The initiative consisted of an initial letter outreach to age-eligible individuals to educate them about screening and learn about their smoking history through a questionnaire. Patients interested in screening were instructed to return the questionnaire via prison mail to schedule a visit with the public health specialist.

The next component of the intervention consisted of a public health specialist reviewing the questionnaires of residents who replied to determine who met all the screening criteria. The final component of the program consisted of a partnership with a local imaging center, which hosted a “screening event.” RIDOC coordinated logistics with the imaging center, as transportation of people incarcerated in prison requires accompaniment by a correctional officer. This was essential because most correctional facilities do not have a CT scanner on site, and transportation of incarcerated people to outside facilities creates a major barrier to receiving care.

As the United States population of incarcerated people continues to age, ensuring evidence-based, equitable cancer screenings will be an important challenge for correctional facilities.

To evaluate this program, we analyzed the proportion of the incarcerated population who was age eligible for screening, the proportion of those interested in screening, and the proportion of those who met all the criteria for screening. Then we measured the proportion of eligible individuals who completed screening. We found that, among individuals aged 50 to 80, nearly half responded to the survey. Of those, every participant who met full eligibility criterion received a CT scan. This demonstrates that a lung cancer screening program in prisons is feasible through the use of patient questionnaires to help determine eligibility and a partnership between a department of corrections and a local imaging group.

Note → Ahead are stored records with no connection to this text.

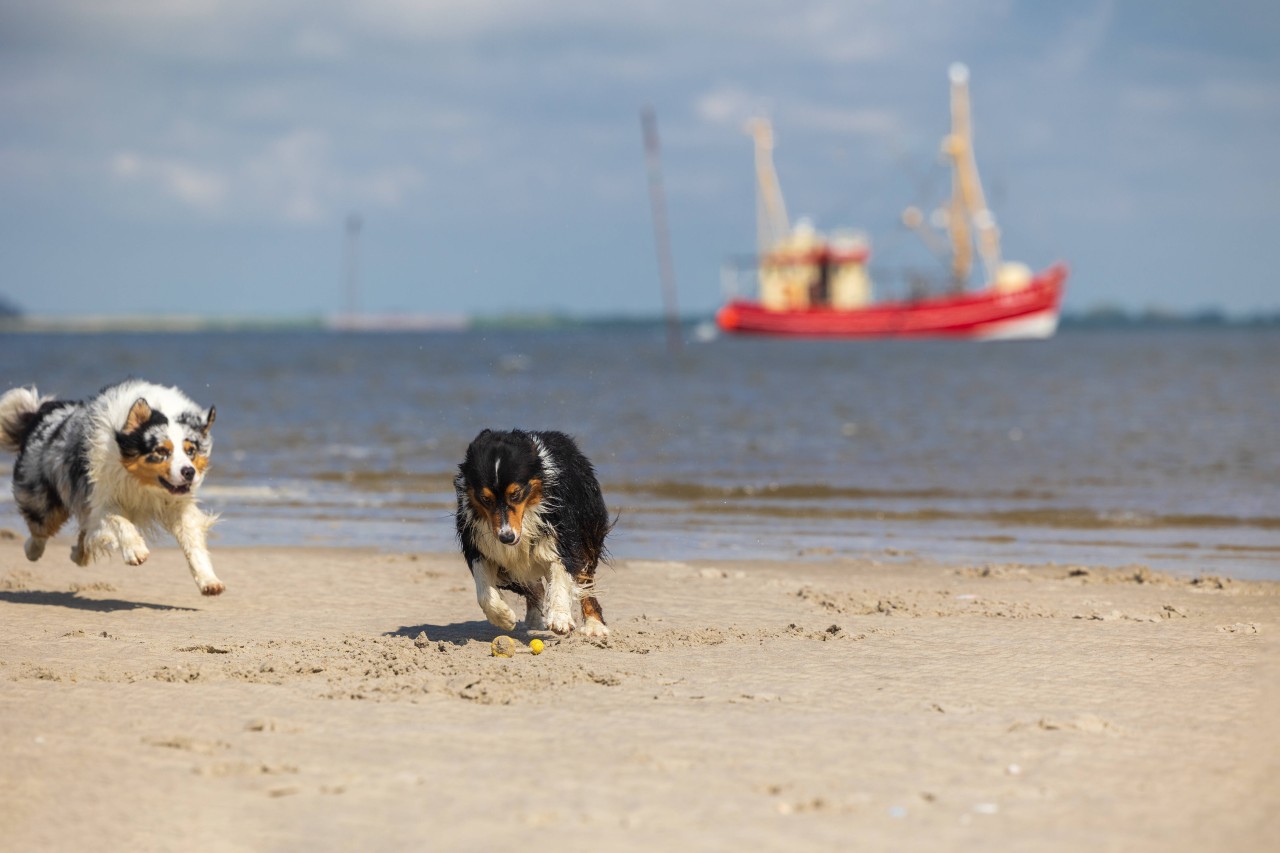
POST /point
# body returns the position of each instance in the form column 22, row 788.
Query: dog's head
column 501, row 480
column 163, row 452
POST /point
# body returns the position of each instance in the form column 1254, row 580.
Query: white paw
column 35, row 548
column 501, row 615
column 560, row 623
column 135, row 552
column 211, row 587
column 96, row 544
column 594, row 628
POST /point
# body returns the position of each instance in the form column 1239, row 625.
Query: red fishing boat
column 810, row 284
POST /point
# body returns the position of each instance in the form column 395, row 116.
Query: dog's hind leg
column 593, row 616
column 535, row 617
column 560, row 600
column 108, row 530
column 44, row 524
column 191, row 530
column 496, row 610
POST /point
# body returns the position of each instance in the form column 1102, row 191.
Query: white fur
column 13, row 405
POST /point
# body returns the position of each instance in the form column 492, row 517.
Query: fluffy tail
column 18, row 410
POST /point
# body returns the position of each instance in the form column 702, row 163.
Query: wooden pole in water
column 352, row 265
column 662, row 238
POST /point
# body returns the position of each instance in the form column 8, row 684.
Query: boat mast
column 968, row 204
column 771, row 211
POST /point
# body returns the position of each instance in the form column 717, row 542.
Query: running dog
column 531, row 519
column 124, row 464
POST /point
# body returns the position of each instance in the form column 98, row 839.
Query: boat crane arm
column 771, row 211
column 968, row 203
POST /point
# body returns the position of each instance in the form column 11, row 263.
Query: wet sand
column 347, row 699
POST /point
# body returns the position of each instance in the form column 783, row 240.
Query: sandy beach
column 347, row 699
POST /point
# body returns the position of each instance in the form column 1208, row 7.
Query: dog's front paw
column 135, row 553
column 502, row 615
column 594, row 628
column 560, row 623
column 35, row 548
column 535, row 620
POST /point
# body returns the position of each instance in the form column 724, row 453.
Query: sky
column 204, row 156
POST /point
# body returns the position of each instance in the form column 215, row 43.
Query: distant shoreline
column 97, row 324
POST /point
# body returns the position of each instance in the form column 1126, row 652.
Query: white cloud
column 193, row 186
column 293, row 179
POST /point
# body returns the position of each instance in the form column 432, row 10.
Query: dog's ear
column 138, row 415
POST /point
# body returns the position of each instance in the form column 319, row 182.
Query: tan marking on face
column 517, row 507
column 138, row 415
column 149, row 468
column 478, row 505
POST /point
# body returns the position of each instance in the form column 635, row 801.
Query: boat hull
column 1027, row 313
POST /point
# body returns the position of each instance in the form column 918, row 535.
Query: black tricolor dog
column 531, row 519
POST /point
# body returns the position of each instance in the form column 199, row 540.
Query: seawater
column 1098, row 447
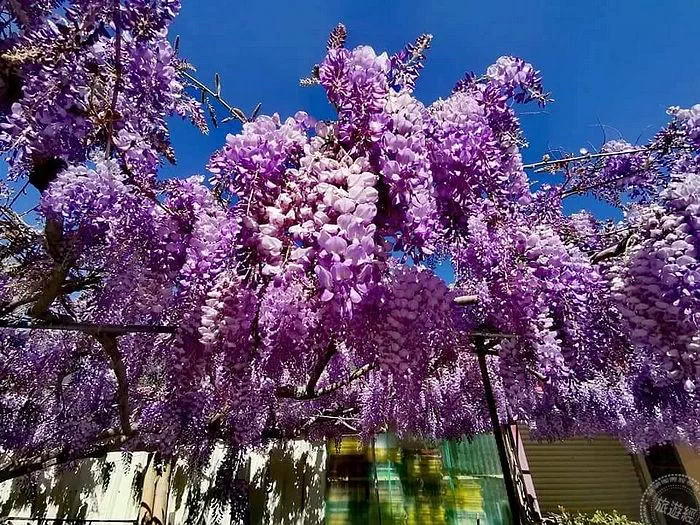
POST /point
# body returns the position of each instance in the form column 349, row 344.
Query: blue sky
column 615, row 63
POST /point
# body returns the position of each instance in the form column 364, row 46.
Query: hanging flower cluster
column 294, row 292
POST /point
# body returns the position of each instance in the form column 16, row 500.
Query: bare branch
column 89, row 328
column 587, row 156
column 236, row 113
column 59, row 457
column 69, row 287
column 302, row 393
column 109, row 344
column 466, row 300
column 613, row 251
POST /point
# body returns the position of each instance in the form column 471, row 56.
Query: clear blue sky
column 616, row 62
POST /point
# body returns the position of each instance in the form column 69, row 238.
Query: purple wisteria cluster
column 294, row 292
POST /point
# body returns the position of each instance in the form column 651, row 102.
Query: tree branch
column 58, row 457
column 236, row 113
column 109, row 344
column 302, row 394
column 613, row 251
column 587, row 156
column 89, row 328
column 117, row 82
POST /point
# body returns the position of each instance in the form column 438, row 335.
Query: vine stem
column 236, row 113
column 587, row 156
column 117, row 80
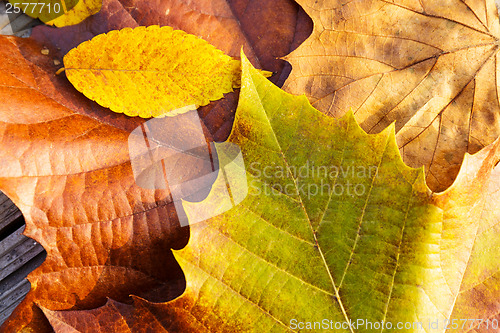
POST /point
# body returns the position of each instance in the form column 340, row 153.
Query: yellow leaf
column 151, row 71
column 57, row 12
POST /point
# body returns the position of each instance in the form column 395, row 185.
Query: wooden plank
column 19, row 255
column 13, row 295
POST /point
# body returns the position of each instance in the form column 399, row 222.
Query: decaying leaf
column 226, row 24
column 431, row 66
column 321, row 236
column 60, row 13
column 151, row 71
column 69, row 171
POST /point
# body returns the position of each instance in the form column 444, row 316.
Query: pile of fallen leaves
column 407, row 230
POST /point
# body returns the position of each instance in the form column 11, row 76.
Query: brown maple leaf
column 65, row 159
column 265, row 29
column 430, row 66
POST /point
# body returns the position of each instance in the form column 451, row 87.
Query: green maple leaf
column 335, row 228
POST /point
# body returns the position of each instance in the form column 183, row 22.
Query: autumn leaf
column 344, row 231
column 151, row 72
column 70, row 174
column 57, row 12
column 430, row 66
column 226, row 24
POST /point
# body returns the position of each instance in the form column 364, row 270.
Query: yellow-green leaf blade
column 150, row 71
column 292, row 252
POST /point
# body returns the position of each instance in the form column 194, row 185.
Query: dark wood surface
column 19, row 255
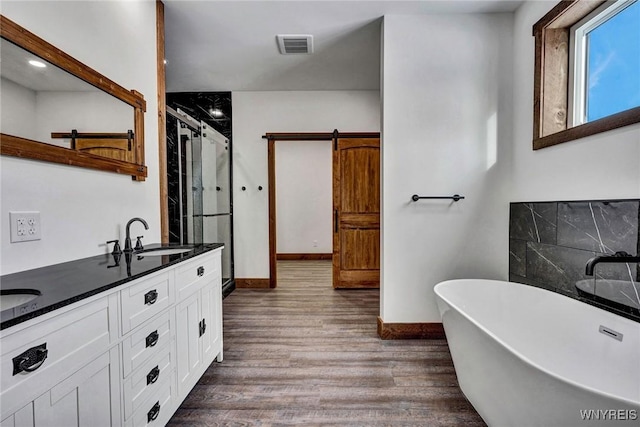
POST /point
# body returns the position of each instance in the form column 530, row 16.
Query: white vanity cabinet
column 126, row 357
column 199, row 321
column 62, row 368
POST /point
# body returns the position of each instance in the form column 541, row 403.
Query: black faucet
column 127, row 240
column 618, row 257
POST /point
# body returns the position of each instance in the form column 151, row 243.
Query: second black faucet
column 127, row 241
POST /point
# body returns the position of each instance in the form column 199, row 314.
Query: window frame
column 551, row 101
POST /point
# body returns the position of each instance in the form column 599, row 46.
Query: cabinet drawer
column 189, row 276
column 145, row 299
column 71, row 339
column 146, row 341
column 158, row 408
column 147, row 379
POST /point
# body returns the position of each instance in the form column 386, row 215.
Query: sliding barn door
column 356, row 204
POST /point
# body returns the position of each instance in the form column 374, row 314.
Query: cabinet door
column 87, row 398
column 211, row 314
column 21, row 418
column 188, row 342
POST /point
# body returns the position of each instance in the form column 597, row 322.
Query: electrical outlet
column 25, row 226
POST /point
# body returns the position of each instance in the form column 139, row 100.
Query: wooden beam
column 162, row 124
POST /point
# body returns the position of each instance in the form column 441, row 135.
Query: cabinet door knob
column 153, row 375
column 31, row 359
column 202, row 326
column 153, row 412
column 150, row 297
column 152, row 339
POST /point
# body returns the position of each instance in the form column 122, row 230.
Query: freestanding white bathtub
column 525, row 356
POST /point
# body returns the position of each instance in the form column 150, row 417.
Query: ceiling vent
column 295, row 43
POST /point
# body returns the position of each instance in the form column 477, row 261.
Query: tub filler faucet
column 127, row 240
column 619, row 257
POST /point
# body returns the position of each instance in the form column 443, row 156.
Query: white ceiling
column 231, row 45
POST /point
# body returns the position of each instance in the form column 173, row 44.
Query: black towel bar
column 455, row 197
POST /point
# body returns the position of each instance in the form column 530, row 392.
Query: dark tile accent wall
column 551, row 242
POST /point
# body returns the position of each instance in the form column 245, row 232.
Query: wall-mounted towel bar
column 455, row 197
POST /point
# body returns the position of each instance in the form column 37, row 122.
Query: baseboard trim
column 253, row 283
column 410, row 331
column 305, row 257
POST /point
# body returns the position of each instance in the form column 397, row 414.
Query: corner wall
column 256, row 113
column 446, row 129
column 82, row 208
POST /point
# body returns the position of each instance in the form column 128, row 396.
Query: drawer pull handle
column 152, row 339
column 30, row 360
column 153, row 375
column 150, row 297
column 154, row 412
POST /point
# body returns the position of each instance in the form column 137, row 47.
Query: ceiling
column 231, row 45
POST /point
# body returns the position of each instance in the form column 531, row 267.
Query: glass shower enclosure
column 199, row 187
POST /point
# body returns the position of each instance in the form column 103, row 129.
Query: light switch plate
column 25, row 226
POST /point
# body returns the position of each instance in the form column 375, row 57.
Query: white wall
column 82, row 208
column 17, row 109
column 447, row 100
column 256, row 113
column 604, row 166
column 304, row 202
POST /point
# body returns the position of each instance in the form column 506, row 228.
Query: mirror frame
column 29, row 149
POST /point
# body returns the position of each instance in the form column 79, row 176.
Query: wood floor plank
column 306, row 354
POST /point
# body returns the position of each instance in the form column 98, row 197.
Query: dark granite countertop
column 68, row 282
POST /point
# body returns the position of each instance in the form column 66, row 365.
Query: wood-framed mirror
column 56, row 109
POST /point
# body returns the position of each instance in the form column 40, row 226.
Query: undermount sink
column 11, row 298
column 163, row 251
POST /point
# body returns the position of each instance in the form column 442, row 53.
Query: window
column 605, row 62
column 587, row 75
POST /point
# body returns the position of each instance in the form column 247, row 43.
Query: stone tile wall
column 551, row 242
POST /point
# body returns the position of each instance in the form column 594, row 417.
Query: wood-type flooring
column 306, row 354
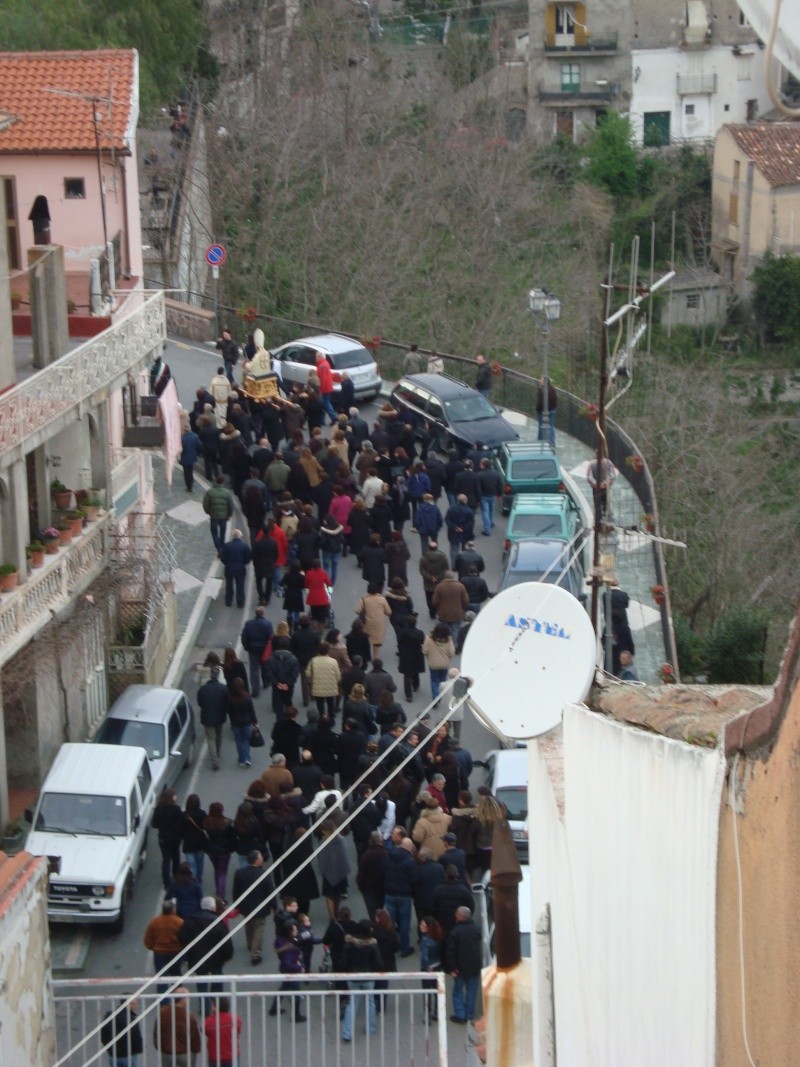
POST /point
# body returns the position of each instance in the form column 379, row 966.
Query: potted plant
column 14, row 835
column 75, row 518
column 9, row 577
column 92, row 508
column 50, row 540
column 62, row 496
column 35, row 553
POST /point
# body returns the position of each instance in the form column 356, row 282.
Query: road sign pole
column 216, row 276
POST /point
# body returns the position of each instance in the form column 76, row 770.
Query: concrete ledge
column 186, row 320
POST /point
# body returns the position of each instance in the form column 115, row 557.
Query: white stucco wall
column 77, row 224
column 654, row 88
column 629, row 872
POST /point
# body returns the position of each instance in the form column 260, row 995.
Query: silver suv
column 296, row 361
column 157, row 719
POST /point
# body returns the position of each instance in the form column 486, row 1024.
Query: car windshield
column 515, row 798
column 81, row 813
column 537, row 525
column 355, row 357
column 469, row 408
column 146, row 735
column 532, row 470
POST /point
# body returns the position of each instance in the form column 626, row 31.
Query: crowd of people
column 312, row 495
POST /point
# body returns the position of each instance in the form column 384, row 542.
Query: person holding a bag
column 257, row 642
column 242, row 716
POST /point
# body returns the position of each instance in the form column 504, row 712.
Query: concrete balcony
column 49, row 589
column 555, row 94
column 591, row 44
column 51, row 399
column 697, row 84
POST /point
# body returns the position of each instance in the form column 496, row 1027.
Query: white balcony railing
column 49, row 589
column 106, row 362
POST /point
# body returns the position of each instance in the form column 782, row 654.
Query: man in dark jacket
column 307, row 776
column 483, row 378
column 254, row 907
column 464, row 958
column 211, row 699
column 235, row 555
column 398, row 888
column 378, row 681
column 448, row 896
column 491, row 487
column 256, row 635
column 305, row 646
column 460, row 521
column 206, row 935
column 466, row 484
column 433, row 567
column 371, row 873
column 190, row 451
column 427, row 521
column 352, row 746
column 428, row 874
column 362, row 956
column 282, row 672
column 219, row 506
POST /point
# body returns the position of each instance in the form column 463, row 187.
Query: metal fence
column 411, row 1025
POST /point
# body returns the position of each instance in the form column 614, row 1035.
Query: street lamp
column 546, row 308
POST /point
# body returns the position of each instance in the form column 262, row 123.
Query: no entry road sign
column 216, row 255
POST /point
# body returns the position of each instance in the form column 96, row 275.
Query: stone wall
column 188, row 321
column 27, row 1034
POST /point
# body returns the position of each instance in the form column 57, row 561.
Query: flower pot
column 9, row 582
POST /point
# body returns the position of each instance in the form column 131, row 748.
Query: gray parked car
column 296, row 361
column 157, row 719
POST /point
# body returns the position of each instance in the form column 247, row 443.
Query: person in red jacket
column 325, row 385
column 222, row 1033
column 318, row 600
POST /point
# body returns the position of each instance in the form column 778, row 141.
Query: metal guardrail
column 404, row 1031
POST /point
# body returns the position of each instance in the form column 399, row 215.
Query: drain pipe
column 508, row 983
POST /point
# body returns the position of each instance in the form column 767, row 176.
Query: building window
column 656, row 128
column 75, row 189
column 12, row 224
column 571, row 77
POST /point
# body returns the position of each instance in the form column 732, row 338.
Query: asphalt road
column 123, row 955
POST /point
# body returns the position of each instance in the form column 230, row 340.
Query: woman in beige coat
column 376, row 611
column 430, row 826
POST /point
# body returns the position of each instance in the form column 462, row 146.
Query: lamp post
column 546, row 308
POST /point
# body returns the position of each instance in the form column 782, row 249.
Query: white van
column 507, row 776
column 91, row 821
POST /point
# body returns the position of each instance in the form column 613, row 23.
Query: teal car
column 528, row 466
column 542, row 515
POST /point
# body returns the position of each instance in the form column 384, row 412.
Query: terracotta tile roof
column 50, row 122
column 774, row 148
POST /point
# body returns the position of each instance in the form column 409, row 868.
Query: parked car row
column 96, row 803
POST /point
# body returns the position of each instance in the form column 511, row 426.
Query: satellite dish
column 530, row 651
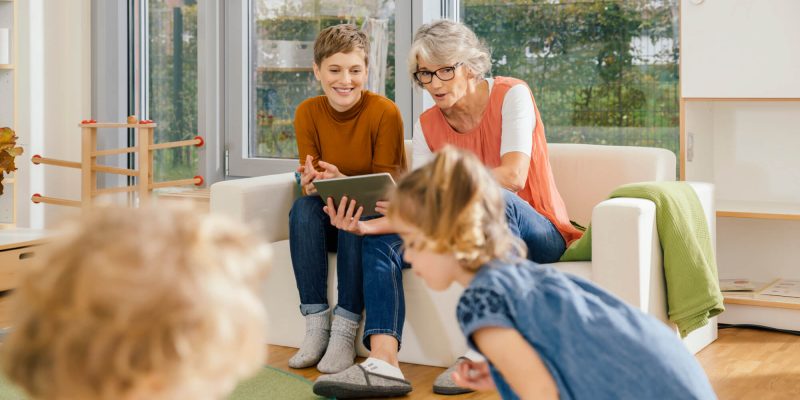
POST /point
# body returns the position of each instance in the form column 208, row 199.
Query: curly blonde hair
column 142, row 303
column 458, row 206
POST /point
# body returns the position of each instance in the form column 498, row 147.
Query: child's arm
column 517, row 361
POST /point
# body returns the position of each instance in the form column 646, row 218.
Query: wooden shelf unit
column 739, row 131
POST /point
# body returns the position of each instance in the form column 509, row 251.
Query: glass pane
column 282, row 56
column 602, row 72
column 172, row 37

While lung cancer screening for incarcerated people may require more coordination of travel and security logistics, the required intentionality and planning resulted in a high completion rate for all eligible patients interested in screening. Importantly, because logistical challenges of security and transportation are common across correctional settings, this RIDOC screening program overcame those challenges and can serve as a model for other systems. Further, identifying eligible patients in correctional settings is often hindered by limited health record systems; however, the RIDOC screening program showed that direct patient questionnaires offer a useful opportunity to address this challenge.

There are several considerations for future research and initiatives to improve lung cancer screening in correctional settings. First, future studies could explore why some individuals do not respond to the initial screening survey. Do they believe they do not need screening because they were asymptomatic? Are they nonsmokers who believe they are not eligible? Are there language or literacy barriers? Did they not receive the survey? Future initiatives can pilot intake surveys or more targeted recruitment strategies to improve identification of all eligible individuals.

Second, a movement to make sure lung cancer screening is more equitable is gaining ground. For example, in response to research showing Black smokers had earlier onset rates of lung cancer and were disproportionately missed by previous screening recommendations, some experts have updated lung cancer screening recommendations to lower the age of eligibility. Given the earlier onset and increased prevalence of lung cancer in incarcerated populations, further research should assess the ideal screening parameters for this high-risk population.

Third, although people who are incarcerated have a constitutional right to health care, correctional settings face significant financial constraints. Nevertheless, there may also be significant cost savings from early disease detection. For example, treating stage 1 lung cancer is much cheaper than treating stage 4 lung cancer.

As the United States population of incarcerated people continues to age, ensuring evidence-based, equitable cancer screenings will be an important challenge for correctional facilities. This study showed that a two-stage survey and a partnership with a local imaging center was a feasible intervention to facilitate lung cancer screening in the RIDOC prison.